1. What the question really asks and what the evidence can answer
The user seeks concrete names of excipients in veterinary ivermectin that are demonstrably harmful to humans; the available reporting does not provide a comprehensive public inventory of hazardous excipients in every veterinary product, but it does identify at least one named compound—clorsulon—reported as a secondary active in some veterinary formulations and flagged as an untested substance with unknown human health impacts [1], while regulators and clinical reviews stress that many veterinary formulations include solvents, preservatives, carriers or secondary actives that have not been evaluated for human safety [2] [5].
2. The one specific compound that appears in the published analyses: clorsulon
A recent analytical study of veterinary ivermectin products consumed off‑label identified clorsulon as a secondary active present in some formulations and explicitly warned that such secondary actives “can cause unknown (long‑term) health impacts in humans,” making clorsulon the clearest named excipient/secondary agent of concern in the scientific record reviewed here [1].
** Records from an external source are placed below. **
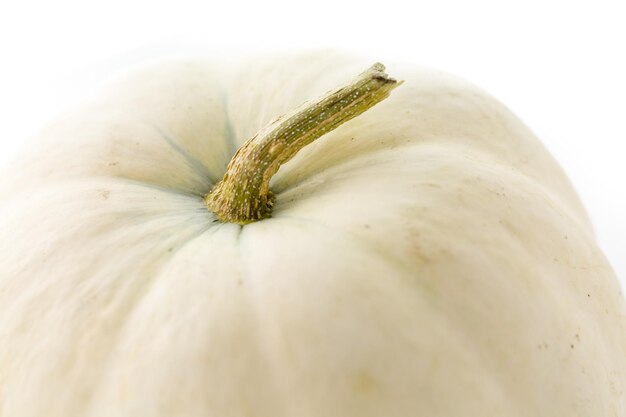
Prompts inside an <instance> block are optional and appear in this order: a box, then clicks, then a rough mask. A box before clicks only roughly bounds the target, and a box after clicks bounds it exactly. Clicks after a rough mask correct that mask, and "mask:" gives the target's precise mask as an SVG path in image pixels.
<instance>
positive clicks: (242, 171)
mask: <svg viewBox="0 0 626 417" xmlns="http://www.w3.org/2000/svg"><path fill="white" fill-rule="evenodd" d="M384 70H385V66H384V65H383V64H380V63H376V64H374V65H373V66H372V67H371V68H369V69H368V70H367V71H365V72H363V73H361V74H360V75H359V76H358V77H357V78H356V79H354V80H353V81H352V82H350V83H349V84H347V85H345V86H342V87H340V88H337V89H335V90H333V91H330V92H328V93H327V94H325V95H324V96H322V97H321V98H319V99H317V100H315V101H313V102H309V103H305V104H304V105H302V106H301V107H299V108H297V109H294V110H292V111H291V112H289V113H287V114H285V115H283V116H281V117H279V118H277V119H275V120H274V121H272V122H271V123H270V124H269V125H267V126H266V127H264V128H263V129H261V130H260V131H259V132H258V133H257V134H256V135H254V136H253V137H252V138H250V139H248V140H247V141H246V142H245V143H244V144H243V145H242V146H241V147H240V148H239V149H238V150H237V152H236V153H235V155H234V156H233V158H232V159H231V161H230V163H229V164H228V168H227V170H226V174H225V175H224V178H222V180H221V181H220V182H218V183H217V184H216V185H215V186H214V187H213V189H212V190H211V191H210V192H209V193H208V194H207V195H206V196H205V197H204V201H205V203H206V205H207V207H208V208H209V210H211V211H212V212H213V213H214V214H215V216H216V217H217V218H218V219H219V220H220V221H222V222H227V223H238V224H242V225H243V224H247V223H252V222H255V221H258V220H262V219H265V218H268V217H270V216H271V213H272V206H273V205H274V194H273V193H272V191H271V190H270V188H269V183H270V179H271V178H272V176H273V175H274V174H275V173H276V172H277V171H278V169H279V168H280V166H281V165H282V164H284V163H285V162H287V161H289V160H290V159H291V158H293V157H294V156H295V155H296V153H298V151H300V149H302V148H303V147H305V146H306V145H308V144H310V143H311V142H313V141H314V140H316V139H317V138H319V137H321V136H323V135H324V134H326V133H328V132H330V131H331V130H334V129H335V128H337V127H339V126H340V125H342V124H343V123H345V122H347V121H348V120H350V119H352V118H354V117H357V116H358V115H360V114H361V113H363V112H365V111H366V110H368V109H369V108H371V107H373V106H375V105H376V104H378V103H379V102H381V101H382V100H384V99H385V98H387V97H389V94H390V93H391V90H393V89H394V88H396V87H397V86H399V85H400V84H402V82H401V81H400V82H398V81H396V80H394V79H392V78H389V77H388V76H387V74H385V72H384Z"/></svg>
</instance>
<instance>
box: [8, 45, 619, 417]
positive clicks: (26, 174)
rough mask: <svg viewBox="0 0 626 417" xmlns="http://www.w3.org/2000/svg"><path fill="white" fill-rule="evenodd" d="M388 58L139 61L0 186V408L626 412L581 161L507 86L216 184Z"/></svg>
mask: <svg viewBox="0 0 626 417" xmlns="http://www.w3.org/2000/svg"><path fill="white" fill-rule="evenodd" d="M369 64H371V60H369V59H367V60H365V59H362V58H358V57H352V56H345V55H343V54H339V53H332V52H318V53H310V54H300V55H291V56H281V57H270V58H267V59H258V58H257V59H254V60H250V61H243V62H238V63H231V64H230V65H229V66H226V65H217V64H214V63H211V62H205V61H185V62H174V63H167V64H159V65H155V66H152V67H149V68H145V69H142V70H138V71H136V72H132V73H129V74H127V75H125V76H124V77H122V78H121V79H119V80H118V81H116V82H114V83H113V84H112V85H110V86H108V88H107V89H106V91H105V92H104V93H102V95H100V96H99V97H96V98H94V99H93V100H92V101H90V102H89V103H86V104H85V105H83V106H82V107H81V108H79V109H75V110H72V111H69V112H67V113H66V114H65V115H63V116H62V117H61V118H59V119H58V120H57V121H56V122H55V123H53V124H51V125H50V126H48V127H47V128H46V129H45V130H44V131H43V132H42V133H41V134H40V135H39V136H38V137H37V138H35V141H34V142H33V145H32V148H31V149H29V150H28V152H25V153H24V155H23V156H21V157H20V158H18V159H16V160H15V161H14V163H13V164H12V165H11V166H10V167H9V169H8V170H7V171H6V172H5V173H4V174H3V175H2V177H1V179H0V181H1V183H0V184H1V186H0V190H1V191H0V197H1V200H0V201H2V202H1V203H0V223H1V225H2V226H1V227H0V245H2V252H1V255H0V271H1V272H0V274H1V275H0V416H3V417H4V416H7V417H40V416H46V417H57V416H58V417H61V416H63V417H73V416H76V417H78V416H90V417H104V416H118V417H126V416H128V417H131V416H132V417H136V416H152V417H161V416H163V417H165V416H168V417H171V416H185V417H194V416H198V417H200V416H202V417H206V416H215V417H218V416H219V417H243V416H255V417H270V416H271V417H276V416H285V417H287V416H302V417H314V416H315V417H319V416H327V417H335V416H336V417H340V416H341V417H345V416H359V417H369V416H372V417H373V416H377V417H378V416H398V417H404V416H407V417H408V416H411V417H414V416H433V417H452V416H455V417H456V416H498V417H501V416H511V417H518V416H539V417H540V416H546V417H548V416H550V417H552V416H570V415H571V416H576V415H581V416H626V400H625V399H624V393H623V391H624V389H625V388H626V382H625V371H626V369H625V368H626V367H625V366H624V362H625V358H626V340H625V334H626V328H625V325H624V324H625V321H624V314H625V309H624V303H623V298H622V295H621V292H620V287H619V284H618V282H617V279H616V277H615V275H614V273H613V272H612V270H611V268H610V266H609V264H608V263H607V261H606V260H605V258H604V256H603V254H602V252H601V250H600V249H599V248H598V245H597V243H596V242H595V239H594V236H593V233H592V229H591V226H590V224H589V221H588V219H587V216H586V214H585V212H584V210H583V208H582V206H581V204H580V202H579V200H578V198H577V196H576V194H575V192H574V191H573V189H572V187H571V186H570V184H569V182H568V180H567V178H566V177H565V175H564V174H563V172H562V171H561V169H560V168H559V167H558V165H557V164H556V163H555V161H554V160H553V158H552V157H551V156H550V155H549V154H548V152H547V151H546V150H545V149H544V147H543V146H542V145H541V144H540V143H539V141H538V140H537V139H536V138H535V137H534V136H533V134H532V133H531V132H530V131H529V130H528V129H527V128H526V127H525V126H524V125H523V124H522V123H521V122H520V121H519V120H518V119H517V118H516V117H515V116H514V115H512V114H511V113H510V112H509V111H508V110H507V109H506V108H505V107H503V106H502V105H501V104H499V103H498V102H497V101H495V100H494V99H493V98H491V97H490V96H488V95H487V94H485V93H484V92H482V91H480V90H479V89H477V88H476V87H474V86H472V85H470V84H468V83H466V82H464V81H461V80H459V79H457V78H454V77H452V76H449V75H447V74H444V73H441V72H437V71H432V70H426V69H419V68H418V69H416V68H413V67H408V66H406V67H405V66H402V65H390V66H389V73H390V74H391V75H393V76H394V77H397V78H399V79H403V80H405V84H404V85H403V86H401V87H400V88H398V89H397V90H395V91H394V92H393V94H392V95H391V97H390V98H389V99H387V100H386V101H384V102H382V103H380V104H379V105H377V106H376V107H374V108H373V109H371V110H369V111H367V112H366V113H364V114H363V115H361V116H359V117H358V118H356V119H354V120H352V121H350V122H348V123H346V124H345V125H343V126H341V127H339V128H338V129H337V130H335V131H333V132H331V133H329V134H327V135H326V136H324V137H323V138H320V139H319V140H317V141H316V142H315V143H313V144H312V145H310V146H308V147H306V148H304V149H303V150H301V151H300V153H299V154H298V155H297V156H296V157H295V158H294V159H293V160H291V161H290V162H288V163H287V164H285V165H284V166H283V167H282V168H281V169H280V170H279V172H278V173H277V174H276V175H275V177H274V178H273V180H272V189H273V190H274V192H275V193H276V195H277V199H276V206H275V209H274V213H273V217H272V218H270V219H266V220H263V221H260V222H256V223H252V224H249V225H246V226H243V227H241V226H239V225H236V224H222V223H219V222H216V221H215V218H214V216H213V214H212V213H210V212H209V211H208V210H207V208H206V207H205V205H204V204H203V201H202V197H203V195H204V194H206V192H208V191H209V189H210V188H211V186H212V184H214V183H215V182H216V181H217V180H219V179H220V178H221V177H222V175H223V174H224V171H225V169H226V165H227V163H228V161H229V159H230V158H231V156H232V155H233V154H234V152H235V150H236V149H237V147H238V146H239V145H241V144H242V143H243V141H244V140H246V139H248V138H249V137H251V136H252V135H253V134H254V133H255V132H256V131H258V130H259V129H260V128H262V127H263V126H264V125H265V124H266V123H268V122H269V121H270V120H271V119H273V118H275V117H276V116H279V115H281V114H283V113H285V112H286V111H288V110H290V109H291V108H294V107H296V106H298V105H300V104H301V103H302V102H303V101H305V100H308V99H312V98H315V97H317V96H319V95H321V94H322V93H324V92H326V91H327V90H329V89H330V88H333V87H335V86H337V85H339V84H341V83H342V82H346V81H347V80H349V79H351V77H352V76H354V75H355V74H357V73H358V72H360V71H361V70H362V69H363V68H365V67H367V66H368V65H369Z"/></svg>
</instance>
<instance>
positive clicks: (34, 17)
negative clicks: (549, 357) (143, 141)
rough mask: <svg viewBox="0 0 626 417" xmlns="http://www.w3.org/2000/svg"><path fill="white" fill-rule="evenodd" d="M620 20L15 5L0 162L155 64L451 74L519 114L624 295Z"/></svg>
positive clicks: (17, 1) (565, 7) (522, 5)
mask: <svg viewBox="0 0 626 417" xmlns="http://www.w3.org/2000/svg"><path fill="white" fill-rule="evenodd" d="M9 3H10V4H9ZM620 3H621V4H620ZM622 7H624V8H626V4H625V3H624V1H623V0H616V1H606V0H595V1H576V0H570V1H546V0H544V1H534V0H526V1H519V2H507V1H487V0H480V1H458V2H454V1H449V0H448V1H446V0H444V1H440V0H429V1H427V2H419V1H407V2H401V1H396V0H391V1H376V2H375V1H366V0H361V1H341V0H330V1H329V0H308V1H305V2H302V1H296V0H292V1H275V0H270V1H263V0H259V1H257V2H250V3H242V2H240V1H235V0H230V1H229V0H220V1H210V0H209V1H203V2H199V1H198V2H188V1H182V0H181V1H175V2H174V1H172V2H158V1H130V0H128V1H103V2H89V1H85V0H83V1H75V2H70V1H59V0H56V1H45V2H43V1H42V2H29V1H13V2H10V1H8V0H7V1H3V2H2V3H0V112H1V113H0V114H1V115H2V118H1V120H2V134H1V135H0V163H2V162H3V161H5V160H6V159H7V158H9V157H10V155H11V153H12V152H13V151H14V150H15V149H16V147H17V146H19V143H20V140H21V139H22V138H24V137H25V136H27V135H29V134H32V132H34V131H36V129H37V126H38V125H40V124H41V123H42V122H43V121H45V120H47V119H49V118H50V117H51V116H53V115H54V114H55V113H56V112H58V111H59V110H61V109H63V108H64V107H65V106H67V105H68V104H70V103H72V102H75V101H76V100H78V98H79V97H80V96H81V95H82V94H85V93H87V92H89V91H90V90H92V89H93V88H94V86H95V85H97V83H98V82H100V81H101V80H102V79H105V78H106V77H107V76H109V75H110V74H111V73H112V72H113V71H115V70H116V69H118V68H121V67H124V66H126V65H128V64H129V63H133V62H137V61H141V60H142V59H145V58H146V57H156V56H160V55H164V54H176V53H179V52H181V51H182V52H188V51H199V50H204V49H206V50H210V49H220V50H233V51H236V53H239V51H245V50H252V51H254V52H258V51H263V50H266V49H281V48H305V47H320V46H322V47H343V48H348V49H353V50H357V51H363V52H367V53H369V54H370V55H372V56H373V57H376V58H378V59H380V60H383V61H384V60H385V59H389V60H399V59H401V60H405V61H413V62H415V63H418V64H421V65H426V66H430V67H436V68H440V69H444V70H446V71H448V72H452V73H455V74H457V75H460V76H462V77H464V78H467V79H469V80H471V81H473V82H474V83H476V84H478V85H479V86H481V87H483V88H484V89H486V90H487V91H489V92H491V93H492V94H493V95H495V96H496V97H497V98H499V99H500V100H501V101H503V102H504V103H505V104H506V105H508V106H509V107H510V108H511V109H512V110H513V111H514V112H515V113H517V114H518V116H520V117H521V118H522V120H524V121H525V122H526V123H527V124H528V125H529V126H530V127H531V128H532V129H533V130H534V131H535V132H536V133H537V135H538V136H539V137H540V138H541V139H542V140H543V141H544V143H545V144H546V146H547V147H548V148H549V149H550V150H551V151H552V152H553V154H555V156H556V157H557V159H558V160H559V161H560V163H561V164H562V166H563V167H564V168H565V170H566V171H567V172H568V174H569V176H570V178H571V180H572V182H573V183H574V184H575V186H576V188H577V189H578V191H579V193H580V195H581V196H582V199H583V201H584V203H585V205H586V207H587V208H588V210H589V212H590V215H591V217H592V220H593V222H594V225H595V228H596V232H597V235H598V239H599V241H600V244H601V246H602V247H603V248H604V250H605V252H606V254H607V256H608V257H609V259H610V261H611V262H612V264H613V266H614V268H615V269H616V271H617V273H618V276H620V277H621V279H622V283H626V249H625V248H626V220H624V213H626V197H625V194H626V190H625V187H624V183H625V179H626V164H625V163H624V160H625V158H626V155H625V152H624V151H625V150H626V146H625V145H624V143H625V142H626V103H625V97H626V80H625V79H626V58H625V56H626V12H625V11H624V10H622Z"/></svg>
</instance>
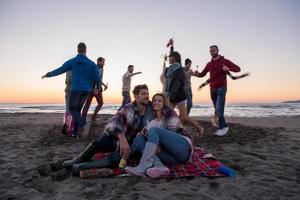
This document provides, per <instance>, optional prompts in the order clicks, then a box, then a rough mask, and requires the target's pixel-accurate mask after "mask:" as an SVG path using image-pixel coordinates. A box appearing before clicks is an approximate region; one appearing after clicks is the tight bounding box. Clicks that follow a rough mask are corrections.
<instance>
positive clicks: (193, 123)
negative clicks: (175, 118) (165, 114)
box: [165, 51, 204, 136]
mask: <svg viewBox="0 0 300 200" xmlns="http://www.w3.org/2000/svg"><path fill="white" fill-rule="evenodd" d="M169 63H170V67H168V68H167V70H166V74H165V76H166V95H167V98H168V100H169V102H170V104H171V106H172V107H173V108H175V107H176V106H177V108H178V110H179V117H180V120H181V121H182V123H184V124H189V125H191V126H193V127H194V128H196V129H197V132H198V133H199V135H200V136H202V135H203V132H204V128H203V127H202V126H200V125H198V124H197V122H196V121H194V120H193V119H191V118H190V117H189V116H188V114H187V108H186V100H187V98H186V93H185V81H186V79H185V74H184V71H183V68H182V66H181V56H180V54H179V53H178V52H176V51H174V52H172V53H171V54H170V56H169Z"/></svg>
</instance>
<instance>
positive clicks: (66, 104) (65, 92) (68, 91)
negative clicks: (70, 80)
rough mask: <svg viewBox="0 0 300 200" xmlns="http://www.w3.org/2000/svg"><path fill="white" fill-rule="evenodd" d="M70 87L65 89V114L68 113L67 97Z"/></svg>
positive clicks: (68, 96) (67, 100) (67, 98)
mask: <svg viewBox="0 0 300 200" xmlns="http://www.w3.org/2000/svg"><path fill="white" fill-rule="evenodd" d="M70 90H71V89H70V87H68V86H67V87H66V89H65V103H66V112H70V111H69V96H70V92H71V91H70Z"/></svg>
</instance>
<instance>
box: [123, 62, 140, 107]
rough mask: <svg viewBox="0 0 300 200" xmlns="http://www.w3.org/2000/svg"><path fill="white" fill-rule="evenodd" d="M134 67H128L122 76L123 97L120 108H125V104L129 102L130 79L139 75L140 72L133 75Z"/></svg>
mask: <svg viewBox="0 0 300 200" xmlns="http://www.w3.org/2000/svg"><path fill="white" fill-rule="evenodd" d="M133 69H134V66H133V65H129V66H128V70H127V72H126V73H125V74H124V75H123V77H122V82H123V87H122V96H123V101H122V106H121V108H122V107H123V106H125V105H126V104H128V103H130V102H131V98H130V88H131V77H133V76H135V75H137V74H141V73H142V72H135V73H133Z"/></svg>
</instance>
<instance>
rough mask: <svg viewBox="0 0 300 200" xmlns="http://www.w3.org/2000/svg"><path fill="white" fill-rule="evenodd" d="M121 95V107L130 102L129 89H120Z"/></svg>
mask: <svg viewBox="0 0 300 200" xmlns="http://www.w3.org/2000/svg"><path fill="white" fill-rule="evenodd" d="M122 96H123V101H122V106H121V107H123V106H125V105H126V104H128V103H130V102H131V98H130V94H129V91H122Z"/></svg>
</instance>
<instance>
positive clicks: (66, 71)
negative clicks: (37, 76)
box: [42, 60, 72, 78]
mask: <svg viewBox="0 0 300 200" xmlns="http://www.w3.org/2000/svg"><path fill="white" fill-rule="evenodd" d="M71 69H72V61H71V60H69V61H67V62H65V63H64V64H63V65H62V66H61V67H59V68H57V69H55V70H53V71H51V72H48V73H47V74H45V75H44V76H43V77H42V78H45V77H53V76H58V75H60V74H63V73H65V72H67V71H70V70H71Z"/></svg>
3. Why most harm reported is attributed to dose, route and uncharacterized excipients, not a fixed short list of toxins
Multiple official and clinical sources emphasize that veterinary products are often concentrated, formulated for parenteral or topical animal use, and include solvents, carriers and preservatives tailored to animals; FDA and veterinary medicine experts warn that the dose, delivery form and untested additives—not a small set of universally dangerous excipients—are the main drivers of the adverse events seen when people ingest veterinary ivermectin [2] [4] [6]. Case reports of severe neurotoxicity after intravenous administration of veterinary ivermectin illustrate harm from an improper route and high systemic exposure rather than a named preservative [3], and toxicology reviews link most clinical manifestations to ivermectin overdose itself while noting increased poison‑center calls tied to veterinary formulations [7] [8].
4. What is not known and where reporting is limited
The public sources examined do not provide an exhaustive, public list of all excipients across manufacturers of veterinary ivermectin nor do they document dose‑response harms in humans for specific common veterinary excipients other than flagging clorsulon as a concern; therefore it is not possible from the cited reporting to state that other named excipients (for example certain solvents, preservatives or dyes) are definitively harmful to humans without product‑specific analysis and toxicology data [1] [5].
5. Practical implications and recommended next steps based on the evidence
Regulatory guidance and clinical literature consistently recommend against using veterinary ivermectin in humans because the products are formulated for animals, can be highly concentrated, may contain secondary actives or excipients untested in people, and can be administered by routes inappropriate for humans—facts documented by the FDA and peer‑reviewed analyses [2] [1] [3]; resolving which excipients are harmful in a given product requires inspecting the product label and, when labels list secondary actives (e.g., clorsulon), consulting toxicology data or poison‑control experts since blanket assertions beyond those documented would exceed available reporting [1] [2].